Just then, a knock on the flap breaks the conversation. Yosef almost didn’t realize the war-tent-like setting he was in, his concentration having been solely on his own thoughts and on the women in front of him. “Kelly? Do you have a client in there? Cuz we kinda have a situation.” The voice on the other side said.
“What is it?” The woman replied.
“Satan…is dead.”
The glow of blue that previously shone through her hair flickered for a moment before it gleamed even brighter. “Dead? Like, dead…dead?”
“Apparently. Do you want me to go down there with Sam or Alec or-”
“No, Nate.” The woman shook her head gently.

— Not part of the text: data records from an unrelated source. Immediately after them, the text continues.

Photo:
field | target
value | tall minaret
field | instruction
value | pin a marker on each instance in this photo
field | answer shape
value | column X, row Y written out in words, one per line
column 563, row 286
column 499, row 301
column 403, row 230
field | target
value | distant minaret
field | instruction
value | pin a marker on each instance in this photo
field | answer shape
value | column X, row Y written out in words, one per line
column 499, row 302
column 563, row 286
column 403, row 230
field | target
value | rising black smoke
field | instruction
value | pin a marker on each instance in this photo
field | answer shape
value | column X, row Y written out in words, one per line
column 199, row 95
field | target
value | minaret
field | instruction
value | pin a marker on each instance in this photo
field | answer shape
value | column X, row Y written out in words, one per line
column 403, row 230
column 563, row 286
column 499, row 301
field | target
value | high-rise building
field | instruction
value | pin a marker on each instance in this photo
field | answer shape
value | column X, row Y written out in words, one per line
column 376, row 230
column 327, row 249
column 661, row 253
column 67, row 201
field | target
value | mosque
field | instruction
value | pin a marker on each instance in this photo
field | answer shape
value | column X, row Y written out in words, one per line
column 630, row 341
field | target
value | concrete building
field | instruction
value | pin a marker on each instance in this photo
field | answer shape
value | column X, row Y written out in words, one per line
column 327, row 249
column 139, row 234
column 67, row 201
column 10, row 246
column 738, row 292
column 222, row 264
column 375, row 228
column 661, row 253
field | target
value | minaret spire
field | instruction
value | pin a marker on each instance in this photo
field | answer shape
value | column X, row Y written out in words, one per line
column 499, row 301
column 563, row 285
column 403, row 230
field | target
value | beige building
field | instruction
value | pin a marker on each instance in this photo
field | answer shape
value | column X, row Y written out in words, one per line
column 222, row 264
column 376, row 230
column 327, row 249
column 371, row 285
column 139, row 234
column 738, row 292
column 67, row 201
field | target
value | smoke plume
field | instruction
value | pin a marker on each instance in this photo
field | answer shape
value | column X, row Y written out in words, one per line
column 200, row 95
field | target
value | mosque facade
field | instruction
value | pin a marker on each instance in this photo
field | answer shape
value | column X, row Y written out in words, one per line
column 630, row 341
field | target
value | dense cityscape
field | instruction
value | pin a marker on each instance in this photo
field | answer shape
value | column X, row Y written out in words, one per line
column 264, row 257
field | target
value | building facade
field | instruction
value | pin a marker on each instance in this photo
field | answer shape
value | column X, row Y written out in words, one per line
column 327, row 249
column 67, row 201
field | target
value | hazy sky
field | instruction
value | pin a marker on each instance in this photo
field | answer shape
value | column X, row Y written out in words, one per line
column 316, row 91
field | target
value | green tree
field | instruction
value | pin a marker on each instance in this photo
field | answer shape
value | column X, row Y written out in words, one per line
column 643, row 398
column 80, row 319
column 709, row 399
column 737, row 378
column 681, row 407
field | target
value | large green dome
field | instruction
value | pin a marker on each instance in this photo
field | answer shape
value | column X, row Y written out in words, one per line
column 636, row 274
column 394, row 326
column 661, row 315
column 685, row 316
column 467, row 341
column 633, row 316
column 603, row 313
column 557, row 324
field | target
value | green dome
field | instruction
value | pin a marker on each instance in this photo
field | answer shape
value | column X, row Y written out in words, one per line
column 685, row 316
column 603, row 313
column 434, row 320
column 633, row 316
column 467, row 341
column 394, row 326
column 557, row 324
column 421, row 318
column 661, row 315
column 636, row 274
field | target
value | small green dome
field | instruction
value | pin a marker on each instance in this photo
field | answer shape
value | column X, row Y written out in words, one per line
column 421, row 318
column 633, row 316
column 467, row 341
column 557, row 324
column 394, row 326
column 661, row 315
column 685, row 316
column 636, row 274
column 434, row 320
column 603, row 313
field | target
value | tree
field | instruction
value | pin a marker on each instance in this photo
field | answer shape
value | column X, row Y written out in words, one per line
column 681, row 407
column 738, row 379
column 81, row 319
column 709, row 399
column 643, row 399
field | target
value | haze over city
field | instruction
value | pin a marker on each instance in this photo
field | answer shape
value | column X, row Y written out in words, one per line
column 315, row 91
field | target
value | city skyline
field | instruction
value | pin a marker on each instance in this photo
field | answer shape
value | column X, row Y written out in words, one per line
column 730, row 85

She nibbled more on the pen before finally resting both hands on her desk and then lifting one to reveal a tarot card.
“The High Priestess recommends that you connect with your intuition to uncover new insights and truths,” Kelly informs Yusef, though the man wears an expressionless face. “but you must be patient with the process, as it will resist your efforts to control it.”

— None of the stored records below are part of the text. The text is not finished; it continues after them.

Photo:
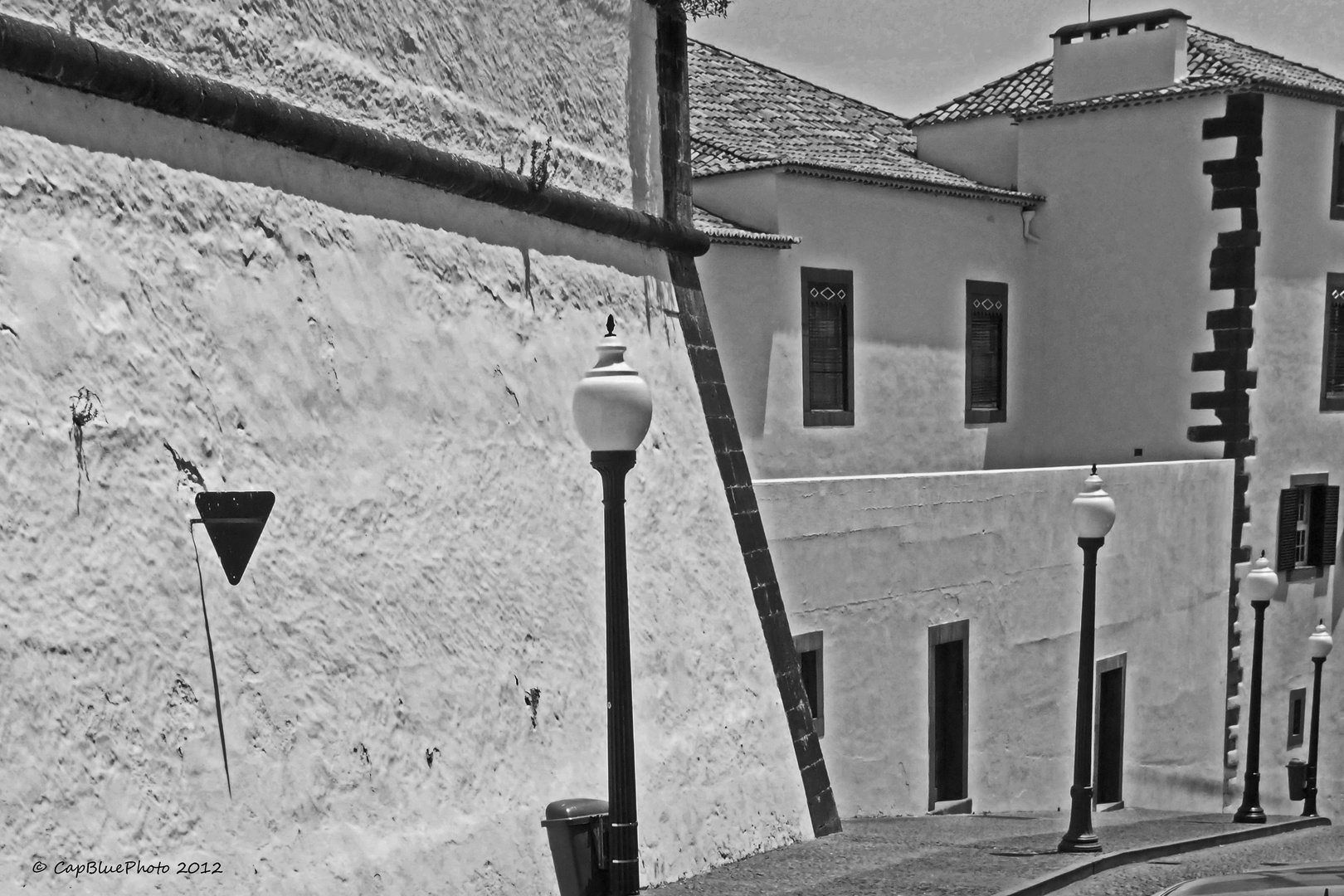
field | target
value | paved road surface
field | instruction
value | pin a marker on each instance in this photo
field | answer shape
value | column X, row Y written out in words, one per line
column 1144, row 879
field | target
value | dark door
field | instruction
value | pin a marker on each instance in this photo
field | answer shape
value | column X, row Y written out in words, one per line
column 1110, row 733
column 949, row 720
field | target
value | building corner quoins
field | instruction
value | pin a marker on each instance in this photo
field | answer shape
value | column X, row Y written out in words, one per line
column 1235, row 183
column 694, row 317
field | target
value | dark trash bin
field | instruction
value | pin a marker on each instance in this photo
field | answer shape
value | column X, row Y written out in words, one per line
column 577, row 830
column 1296, row 779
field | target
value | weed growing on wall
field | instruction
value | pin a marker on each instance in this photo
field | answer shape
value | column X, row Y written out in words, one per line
column 698, row 8
column 542, row 165
column 187, row 470
column 82, row 411
column 533, row 700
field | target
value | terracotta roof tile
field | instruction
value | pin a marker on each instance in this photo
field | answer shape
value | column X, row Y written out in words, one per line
column 1214, row 62
column 721, row 230
column 746, row 116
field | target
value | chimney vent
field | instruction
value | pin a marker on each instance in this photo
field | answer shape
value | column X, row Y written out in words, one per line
column 1118, row 56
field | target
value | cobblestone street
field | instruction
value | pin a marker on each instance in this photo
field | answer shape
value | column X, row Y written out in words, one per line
column 1296, row 848
column 984, row 855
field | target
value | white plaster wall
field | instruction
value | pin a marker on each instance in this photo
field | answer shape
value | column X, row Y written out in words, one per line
column 479, row 77
column 984, row 148
column 910, row 254
column 435, row 551
column 1120, row 286
column 1300, row 245
column 873, row 562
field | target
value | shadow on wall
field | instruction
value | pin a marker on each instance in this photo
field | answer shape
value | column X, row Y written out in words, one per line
column 1337, row 592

“I don’t think I believe in that.”
“Yusef, I think The High Priestess is a wonderful name for your rifle.” Kelly says with angelic guidance, only to be met with indifferent rebuke. “It’s already named.”
Stand name: Where the Wild Things Are (High Priestess)
Namesake: Where The Wild Things Are (Song by Metallica - named after that one kid’s book with the monsters on the island)
“How are we going to deal with the whole ‘Satan being dead’ thing?” Nate fully entered the tent, his dark skin a stark contrast with the blinding light that is Kelly. “I have an idea.”